15. What steps his Department is taking to help ensure jobseekers and people on low incomes develop the skills required for highly skilled and well-paid jobs. (901924)

Our dedicated work coaches engage with claimants to determine what additional support they may need to enter or progress in work. Where skills gaps are identified, claimants will be encouraged to access skills-related employment programmes such as sector-based work academies, skills boot camps or appropriate local training provision.

My constituent in Clwyd South, Kerry Mackay, recently wrote to me saying:

“There’s lots of talk about getting people back into work and those on low incomes finding a better job, but I think the government is missing a trick by not highlighting how much they will help people, single mothers and mature students like me, to get a decent education and ultimately pull themselves out of poverty for good.”

Will the Minister advertise as effectively as possible how universal credit can support people like Kerry to study for their degrees?

We want to support our constituents like Kerry, and I thank my hon. Friend for his question. I suggest that he writes to me with the specific details, but I can assure him and Kerry that recipients of UC can take part in training without compromising their benefit entitlement. Generally, there are great efforts being made to ensure that people who want to get into work can do so.
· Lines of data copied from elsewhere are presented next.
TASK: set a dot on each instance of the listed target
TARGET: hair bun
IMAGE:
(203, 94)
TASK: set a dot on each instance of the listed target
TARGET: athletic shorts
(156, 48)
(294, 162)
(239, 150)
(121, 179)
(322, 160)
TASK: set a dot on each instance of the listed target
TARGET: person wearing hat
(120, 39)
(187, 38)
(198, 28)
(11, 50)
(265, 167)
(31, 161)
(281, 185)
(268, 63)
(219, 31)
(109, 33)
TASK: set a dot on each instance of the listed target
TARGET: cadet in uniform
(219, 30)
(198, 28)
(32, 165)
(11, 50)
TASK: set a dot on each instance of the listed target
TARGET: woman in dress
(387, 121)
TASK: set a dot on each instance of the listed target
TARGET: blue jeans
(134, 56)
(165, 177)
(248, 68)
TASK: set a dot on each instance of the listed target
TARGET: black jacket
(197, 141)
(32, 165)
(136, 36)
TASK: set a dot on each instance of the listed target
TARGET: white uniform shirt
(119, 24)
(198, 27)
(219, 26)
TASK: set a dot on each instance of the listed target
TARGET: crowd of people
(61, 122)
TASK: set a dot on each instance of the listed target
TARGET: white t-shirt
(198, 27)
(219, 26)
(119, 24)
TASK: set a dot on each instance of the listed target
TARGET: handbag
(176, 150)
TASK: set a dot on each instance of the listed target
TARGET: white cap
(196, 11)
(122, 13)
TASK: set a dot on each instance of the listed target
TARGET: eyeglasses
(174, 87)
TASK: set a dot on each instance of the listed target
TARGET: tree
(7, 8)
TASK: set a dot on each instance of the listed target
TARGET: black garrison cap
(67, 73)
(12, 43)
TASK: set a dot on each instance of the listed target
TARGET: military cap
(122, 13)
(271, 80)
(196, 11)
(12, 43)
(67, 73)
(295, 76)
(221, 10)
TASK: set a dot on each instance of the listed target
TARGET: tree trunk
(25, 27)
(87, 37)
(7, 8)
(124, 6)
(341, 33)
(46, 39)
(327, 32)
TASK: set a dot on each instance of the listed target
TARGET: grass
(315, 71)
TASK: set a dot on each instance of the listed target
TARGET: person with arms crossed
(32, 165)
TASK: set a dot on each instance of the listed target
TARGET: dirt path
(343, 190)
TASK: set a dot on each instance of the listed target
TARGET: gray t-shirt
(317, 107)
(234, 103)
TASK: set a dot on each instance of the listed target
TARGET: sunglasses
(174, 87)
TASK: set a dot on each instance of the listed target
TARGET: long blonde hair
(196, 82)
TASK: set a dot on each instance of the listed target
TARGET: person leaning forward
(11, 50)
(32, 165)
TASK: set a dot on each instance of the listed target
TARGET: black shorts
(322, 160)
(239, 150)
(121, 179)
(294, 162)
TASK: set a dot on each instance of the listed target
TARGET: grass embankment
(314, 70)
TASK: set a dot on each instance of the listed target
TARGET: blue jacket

I welcome the new Secretary of State to his place, and the whole of his new Front-Bench team. I am sure that we can expect great things. Does my hon. Friend the Minister agree that apprenticeships and further education are a key way of upskilling our young people? Will he visit Southend West soon and meet some of our successful apprentices, such as Holly at Guardian Exhibition and Display in Eastwood, and Ipeco in Southend, which also offers fantastic apprenticeships?

All roads lead to Southend as far as I am concerned. My hon. Friend is proving to be a fantastic champion and successor of our good friend Sir David Amess. I would be delighted to visit. I welcome the great work of the companies she mentioned and believe very strongly that we need to improve skills through the package that we are taking forward.

May I start by sending my condolences and thoughts to all those who were tragically killed in Seoul, South Korea, at the weekend? I am sure that we will all be thinking of them at this time.

Education, formal and informal, is vital to developing a highly skilled workforce. Adults with neurodivergences such as autism or attention deficit hyperactivity disorder may require personalised support with their learning. What assessment has the Minister made of the efficacy of the support currently in place, and what steps are the Government taking to improve it?

Skills and education are a devolved matter. I echo the hon. Lady’s worthwhile words about South Korea. Obviously, great work is being done in youth hubs in particular, which I recommend to her.